The Automobile Association (AA) described the hike as catastrophic.

“Current data is predicting fuel price hikes of catastrophic proportions in November. The current picture is showing petrol will go up by 99 cents a litre, and diesel and illuminating paraffin increase by a R1.42 a litre,” the AA in a statement said.

“Taking this potential increase into account, the price of a litre of 95 ULP will have increased from R14.86/l in January to R19.30/l in November – a 30% increase over 11 months.”

Agricultural economist Kulani Siweya said the increase could not have come at a worse time.

“The agricultural sector has entered into the summer crops planting season and a great amount of fuel, diesel, will be burnt,” he said.

Siweya added it was concerning because input costs increased incredibly.

“For the most part since late 2020, we have seen food prices remain elevated, underpinned by global or external factors like high fertiliser costs.

On the domestic front, production conditions are favourable, owing to the good weather outlook but fuel prices, unstable and unreliable electricity and the cost attached, pose a risk to the food inflation,” he said.

The AA added the increase in diesel and illuminating paraffin would be the largest in South African history.

ALSO READ: Shock increase at the pumps expected in November

“R20 a litre for petrol is now a realistic scenario before the end of 2021,” the statement said.

Taxi commuter Kabelo Mabitsela said the fuel hike was unfair because he would be paying more due to his fare eventually going up.

Economist Phelisa Nkomo said a fuel hike triggered a number of factors in the economy.
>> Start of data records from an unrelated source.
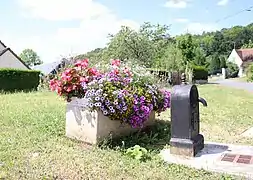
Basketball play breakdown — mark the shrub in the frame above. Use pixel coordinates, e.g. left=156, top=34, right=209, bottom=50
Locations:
left=226, top=62, right=239, bottom=78
left=0, top=68, right=40, bottom=92
left=247, top=63, right=253, bottom=82
left=50, top=59, right=170, bottom=128
left=192, top=66, right=208, bottom=80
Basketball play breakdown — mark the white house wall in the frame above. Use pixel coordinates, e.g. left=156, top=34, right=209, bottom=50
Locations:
left=0, top=51, right=28, bottom=70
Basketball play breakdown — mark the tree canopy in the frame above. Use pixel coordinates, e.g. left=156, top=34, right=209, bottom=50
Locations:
left=74, top=22, right=253, bottom=72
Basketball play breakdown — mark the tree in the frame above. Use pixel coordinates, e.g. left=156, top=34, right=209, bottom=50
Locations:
left=105, top=23, right=172, bottom=67
left=20, top=49, right=43, bottom=67
left=209, top=53, right=220, bottom=74
left=193, top=47, right=206, bottom=66
left=220, top=56, right=227, bottom=68
left=162, top=44, right=184, bottom=72
left=177, top=34, right=195, bottom=66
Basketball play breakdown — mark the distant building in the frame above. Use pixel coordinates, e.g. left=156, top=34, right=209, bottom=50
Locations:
left=32, top=58, right=73, bottom=76
left=0, top=41, right=30, bottom=70
left=228, top=48, right=253, bottom=77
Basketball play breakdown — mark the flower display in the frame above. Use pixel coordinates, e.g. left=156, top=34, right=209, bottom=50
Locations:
left=50, top=59, right=170, bottom=128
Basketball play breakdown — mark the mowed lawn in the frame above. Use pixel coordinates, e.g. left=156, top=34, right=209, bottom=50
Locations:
left=0, top=85, right=253, bottom=180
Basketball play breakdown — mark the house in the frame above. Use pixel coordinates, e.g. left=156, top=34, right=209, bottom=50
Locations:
left=228, top=48, right=253, bottom=77
left=0, top=41, right=30, bottom=70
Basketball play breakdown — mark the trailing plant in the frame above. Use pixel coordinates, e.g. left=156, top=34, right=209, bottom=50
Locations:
left=50, top=59, right=170, bottom=128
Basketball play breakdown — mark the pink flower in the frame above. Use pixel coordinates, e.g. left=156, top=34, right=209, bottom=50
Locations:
left=88, top=68, right=100, bottom=76
left=123, top=67, right=132, bottom=76
left=112, top=69, right=119, bottom=75
left=79, top=77, right=89, bottom=83
left=75, top=59, right=89, bottom=69
left=112, top=59, right=120, bottom=67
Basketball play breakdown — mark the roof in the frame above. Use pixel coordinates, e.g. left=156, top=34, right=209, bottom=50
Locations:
left=236, top=48, right=253, bottom=61
left=0, top=48, right=31, bottom=69
left=0, top=40, right=31, bottom=69
left=0, top=40, right=7, bottom=48
left=33, top=61, right=61, bottom=75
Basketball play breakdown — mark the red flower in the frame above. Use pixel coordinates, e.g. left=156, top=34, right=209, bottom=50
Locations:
left=123, top=67, right=132, bottom=76
left=112, top=68, right=119, bottom=75
left=112, top=59, right=120, bottom=67
left=79, top=77, right=89, bottom=83
left=75, top=59, right=89, bottom=69
left=88, top=68, right=100, bottom=76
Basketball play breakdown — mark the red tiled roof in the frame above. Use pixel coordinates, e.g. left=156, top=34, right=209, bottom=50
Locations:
left=236, top=48, right=253, bottom=61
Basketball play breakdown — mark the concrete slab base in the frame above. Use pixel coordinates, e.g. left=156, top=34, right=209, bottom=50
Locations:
left=160, top=142, right=253, bottom=179
left=242, top=127, right=253, bottom=138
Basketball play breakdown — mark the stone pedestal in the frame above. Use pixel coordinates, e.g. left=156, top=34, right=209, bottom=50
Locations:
left=170, top=134, right=204, bottom=157
left=66, top=98, right=155, bottom=144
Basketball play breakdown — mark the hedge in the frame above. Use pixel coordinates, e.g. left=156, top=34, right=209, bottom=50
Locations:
left=192, top=66, right=208, bottom=80
left=0, top=68, right=40, bottom=92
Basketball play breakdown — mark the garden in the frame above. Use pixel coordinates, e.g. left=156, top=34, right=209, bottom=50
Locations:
left=0, top=59, right=253, bottom=180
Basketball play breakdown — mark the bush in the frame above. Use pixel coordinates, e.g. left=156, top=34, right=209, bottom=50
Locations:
left=226, top=62, right=239, bottom=78
left=247, top=63, right=253, bottom=82
left=0, top=68, right=40, bottom=92
left=192, top=66, right=208, bottom=80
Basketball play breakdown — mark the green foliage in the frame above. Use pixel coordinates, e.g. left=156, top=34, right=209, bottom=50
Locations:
left=242, top=39, right=253, bottom=49
left=220, top=56, right=227, bottom=68
left=20, top=49, right=43, bottom=67
left=73, top=23, right=253, bottom=74
left=208, top=54, right=221, bottom=74
left=177, top=34, right=195, bottom=65
left=193, top=47, right=206, bottom=66
left=227, top=62, right=239, bottom=78
left=0, top=69, right=40, bottom=92
left=247, top=63, right=253, bottom=82
left=161, top=44, right=184, bottom=71
left=125, top=145, right=149, bottom=161
left=192, top=66, right=208, bottom=80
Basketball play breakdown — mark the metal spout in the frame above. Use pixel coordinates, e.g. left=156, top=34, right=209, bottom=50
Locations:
left=199, top=97, right=207, bottom=107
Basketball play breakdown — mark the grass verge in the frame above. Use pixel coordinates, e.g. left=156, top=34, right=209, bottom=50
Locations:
left=0, top=85, right=253, bottom=180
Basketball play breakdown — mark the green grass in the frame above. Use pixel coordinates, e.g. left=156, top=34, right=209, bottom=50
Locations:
left=0, top=85, right=253, bottom=180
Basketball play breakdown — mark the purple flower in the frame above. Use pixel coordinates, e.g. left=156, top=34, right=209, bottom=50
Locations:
left=95, top=102, right=101, bottom=107
left=134, top=100, right=138, bottom=104
left=140, top=96, right=146, bottom=102
left=103, top=110, right=108, bottom=116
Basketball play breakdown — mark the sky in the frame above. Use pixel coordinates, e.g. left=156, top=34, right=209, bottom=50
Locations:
left=0, top=0, right=253, bottom=63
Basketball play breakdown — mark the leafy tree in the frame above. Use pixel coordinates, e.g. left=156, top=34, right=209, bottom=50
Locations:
left=209, top=53, right=220, bottom=74
left=177, top=34, right=195, bottom=66
left=105, top=23, right=173, bottom=67
left=220, top=56, right=226, bottom=68
left=193, top=47, right=206, bottom=66
left=105, top=27, right=154, bottom=67
left=162, top=44, right=184, bottom=72
left=20, top=49, right=43, bottom=67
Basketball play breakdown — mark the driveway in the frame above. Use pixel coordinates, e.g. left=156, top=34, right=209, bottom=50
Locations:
left=215, top=79, right=253, bottom=92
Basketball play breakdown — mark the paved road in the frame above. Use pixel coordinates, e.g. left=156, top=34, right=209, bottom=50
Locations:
left=215, top=79, right=253, bottom=92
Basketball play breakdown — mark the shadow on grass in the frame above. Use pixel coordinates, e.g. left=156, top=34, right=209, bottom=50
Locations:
left=100, top=120, right=170, bottom=152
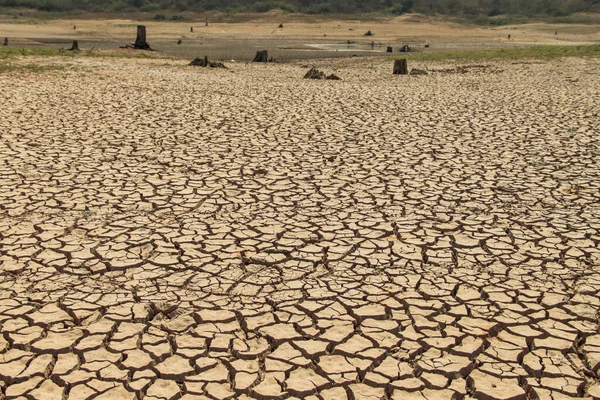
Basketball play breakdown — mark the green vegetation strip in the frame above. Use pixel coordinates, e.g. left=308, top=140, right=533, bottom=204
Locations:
left=394, top=45, right=600, bottom=60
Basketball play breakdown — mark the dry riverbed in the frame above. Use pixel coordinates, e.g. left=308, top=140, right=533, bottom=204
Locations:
left=0, top=57, right=600, bottom=400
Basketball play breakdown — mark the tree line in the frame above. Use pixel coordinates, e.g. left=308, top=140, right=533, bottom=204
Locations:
left=0, top=0, right=600, bottom=17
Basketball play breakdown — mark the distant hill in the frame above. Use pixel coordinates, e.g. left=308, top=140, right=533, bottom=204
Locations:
left=0, top=0, right=600, bottom=17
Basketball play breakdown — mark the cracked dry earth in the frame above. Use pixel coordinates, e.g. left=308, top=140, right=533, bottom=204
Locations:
left=0, top=58, right=600, bottom=400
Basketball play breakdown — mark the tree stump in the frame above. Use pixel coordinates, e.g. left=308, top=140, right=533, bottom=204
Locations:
left=304, top=67, right=325, bottom=79
left=394, top=58, right=408, bottom=75
left=133, top=25, right=152, bottom=50
left=252, top=50, right=269, bottom=62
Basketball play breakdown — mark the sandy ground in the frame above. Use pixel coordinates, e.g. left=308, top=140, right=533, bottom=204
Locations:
left=0, top=54, right=600, bottom=400
left=0, top=15, right=600, bottom=60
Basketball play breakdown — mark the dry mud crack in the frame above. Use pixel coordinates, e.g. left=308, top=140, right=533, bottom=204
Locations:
left=0, top=58, right=600, bottom=400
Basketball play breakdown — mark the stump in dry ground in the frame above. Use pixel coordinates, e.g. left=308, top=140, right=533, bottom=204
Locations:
left=410, top=68, right=429, bottom=76
left=119, top=25, right=152, bottom=51
left=394, top=58, right=408, bottom=75
left=190, top=56, right=227, bottom=68
left=133, top=25, right=152, bottom=50
left=252, top=50, right=269, bottom=62
left=304, top=67, right=325, bottom=79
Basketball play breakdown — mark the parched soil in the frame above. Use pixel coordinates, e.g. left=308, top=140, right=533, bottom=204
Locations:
left=0, top=57, right=600, bottom=400
left=0, top=15, right=600, bottom=61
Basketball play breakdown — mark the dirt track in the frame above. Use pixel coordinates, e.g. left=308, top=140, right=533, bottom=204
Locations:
left=0, top=58, right=600, bottom=400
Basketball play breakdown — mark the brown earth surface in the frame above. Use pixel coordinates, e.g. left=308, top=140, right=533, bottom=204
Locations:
left=0, top=21, right=600, bottom=400
left=0, top=14, right=600, bottom=60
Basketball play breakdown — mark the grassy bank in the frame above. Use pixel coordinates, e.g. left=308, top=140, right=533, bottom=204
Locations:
left=394, top=45, right=600, bottom=60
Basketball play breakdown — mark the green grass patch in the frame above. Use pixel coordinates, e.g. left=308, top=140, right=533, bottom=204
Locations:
left=394, top=45, right=600, bottom=60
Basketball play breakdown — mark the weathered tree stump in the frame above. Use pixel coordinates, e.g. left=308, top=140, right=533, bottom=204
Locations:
left=252, top=50, right=269, bottom=62
left=394, top=58, right=408, bottom=75
left=133, top=25, right=152, bottom=50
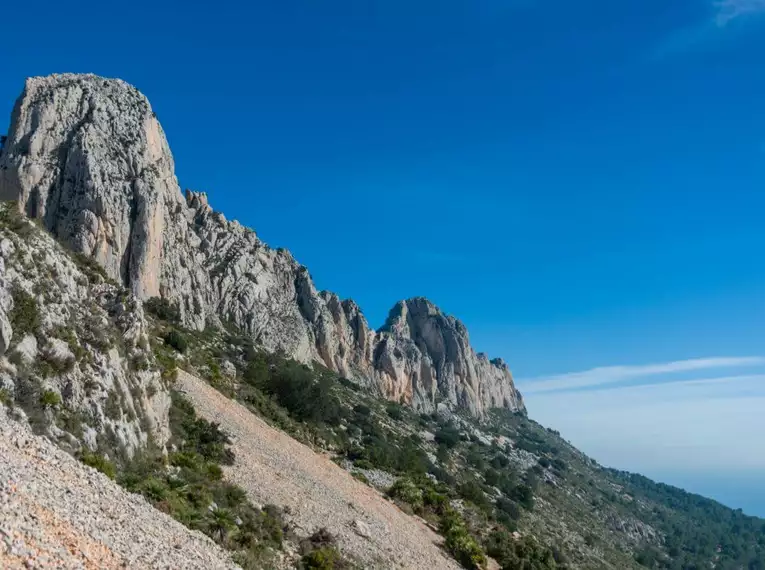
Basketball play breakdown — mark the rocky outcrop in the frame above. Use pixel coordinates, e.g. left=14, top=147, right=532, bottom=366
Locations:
left=0, top=75, right=524, bottom=415
left=0, top=204, right=170, bottom=457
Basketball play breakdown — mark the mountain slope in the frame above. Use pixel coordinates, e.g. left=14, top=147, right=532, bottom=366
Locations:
left=0, top=74, right=524, bottom=416
left=0, top=75, right=765, bottom=570
left=0, top=406, right=237, bottom=570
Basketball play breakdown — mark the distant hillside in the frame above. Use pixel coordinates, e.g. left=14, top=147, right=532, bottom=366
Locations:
left=0, top=75, right=765, bottom=570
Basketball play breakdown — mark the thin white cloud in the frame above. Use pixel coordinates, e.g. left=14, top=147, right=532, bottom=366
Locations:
left=518, top=356, right=765, bottom=394
left=526, top=374, right=765, bottom=474
left=714, top=0, right=765, bottom=27
left=649, top=0, right=765, bottom=60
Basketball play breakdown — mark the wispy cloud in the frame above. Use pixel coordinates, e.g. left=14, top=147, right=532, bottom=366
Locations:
left=714, top=0, right=765, bottom=27
left=526, top=373, right=765, bottom=492
left=518, top=356, right=765, bottom=394
left=651, top=0, right=765, bottom=59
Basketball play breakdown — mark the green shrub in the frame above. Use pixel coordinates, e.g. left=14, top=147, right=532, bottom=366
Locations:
left=143, top=297, right=181, bottom=324
left=510, top=483, right=534, bottom=511
left=385, top=402, right=404, bottom=421
left=9, top=285, right=40, bottom=338
left=163, top=329, right=189, bottom=353
left=40, top=390, right=61, bottom=408
left=457, top=479, right=491, bottom=511
left=70, top=251, right=109, bottom=283
left=486, top=530, right=558, bottom=570
left=435, top=424, right=461, bottom=449
left=388, top=479, right=425, bottom=511
left=439, top=508, right=487, bottom=570
left=300, top=546, right=342, bottom=570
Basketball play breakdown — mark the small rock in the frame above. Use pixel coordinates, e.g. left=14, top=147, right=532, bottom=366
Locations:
left=351, top=519, right=372, bottom=538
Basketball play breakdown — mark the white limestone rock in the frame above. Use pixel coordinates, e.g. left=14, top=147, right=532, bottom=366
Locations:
left=0, top=74, right=525, bottom=416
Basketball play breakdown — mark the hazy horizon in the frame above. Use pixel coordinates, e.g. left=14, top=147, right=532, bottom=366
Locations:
left=0, top=0, right=765, bottom=516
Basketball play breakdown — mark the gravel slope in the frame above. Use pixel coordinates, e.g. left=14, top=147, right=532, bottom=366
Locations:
left=176, top=371, right=459, bottom=570
left=0, top=405, right=238, bottom=570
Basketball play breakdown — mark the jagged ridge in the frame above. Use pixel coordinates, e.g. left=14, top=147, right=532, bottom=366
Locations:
left=0, top=74, right=525, bottom=416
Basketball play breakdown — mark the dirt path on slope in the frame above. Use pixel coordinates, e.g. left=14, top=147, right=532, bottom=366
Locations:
left=176, top=371, right=459, bottom=570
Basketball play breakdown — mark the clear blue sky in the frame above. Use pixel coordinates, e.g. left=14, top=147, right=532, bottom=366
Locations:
left=0, top=0, right=765, bottom=514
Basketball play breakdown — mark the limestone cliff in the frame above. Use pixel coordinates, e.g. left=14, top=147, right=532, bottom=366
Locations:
left=0, top=75, right=524, bottom=416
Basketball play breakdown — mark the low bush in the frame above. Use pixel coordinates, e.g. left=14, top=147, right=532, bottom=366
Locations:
left=163, top=329, right=189, bottom=353
left=439, top=508, right=487, bottom=570
left=80, top=450, right=117, bottom=479
left=8, top=285, right=40, bottom=338
left=143, top=297, right=181, bottom=324
left=40, top=390, right=61, bottom=408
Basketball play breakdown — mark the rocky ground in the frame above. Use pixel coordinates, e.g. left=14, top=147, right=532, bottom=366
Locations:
left=176, top=371, right=459, bottom=570
left=0, top=406, right=237, bottom=570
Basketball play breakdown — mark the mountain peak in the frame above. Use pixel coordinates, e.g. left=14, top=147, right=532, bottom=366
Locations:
left=0, top=74, right=523, bottom=416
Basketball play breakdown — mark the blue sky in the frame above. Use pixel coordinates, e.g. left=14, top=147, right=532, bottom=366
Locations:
left=0, top=0, right=765, bottom=515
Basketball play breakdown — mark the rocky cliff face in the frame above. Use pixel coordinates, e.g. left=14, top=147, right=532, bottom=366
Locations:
left=0, top=75, right=524, bottom=415
left=0, top=204, right=170, bottom=456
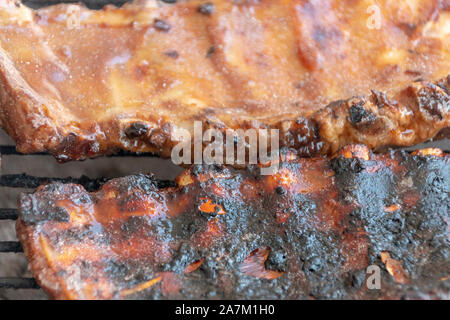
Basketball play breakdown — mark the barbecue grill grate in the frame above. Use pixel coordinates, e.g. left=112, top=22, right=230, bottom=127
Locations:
left=0, top=0, right=450, bottom=298
left=0, top=146, right=164, bottom=289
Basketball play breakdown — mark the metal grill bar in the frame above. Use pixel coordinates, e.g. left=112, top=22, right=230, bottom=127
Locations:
left=0, top=278, right=40, bottom=289
left=0, top=208, right=17, bottom=220
left=0, top=241, right=23, bottom=253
“This increase will delay economic recovery and it’s an additional burden to the economy and will increase cost of doing business. With increased unemployment due to Covid, declining industrial output and global decline, South Africa has lost almost two million jobs,” she said.

The last time the government tried to find solutions regarding high fuel hikes was in 2018. Deputy President David Mabuza said at the time government was exploring solutions to address the high costs of fuel.

During a portfolio committee meeting, the then energy minister Jeff Radebe said government was using several avenues to lower the cost of fuel such as negotiating with crude oil producing countries to obtain pricing regimes that are favourable.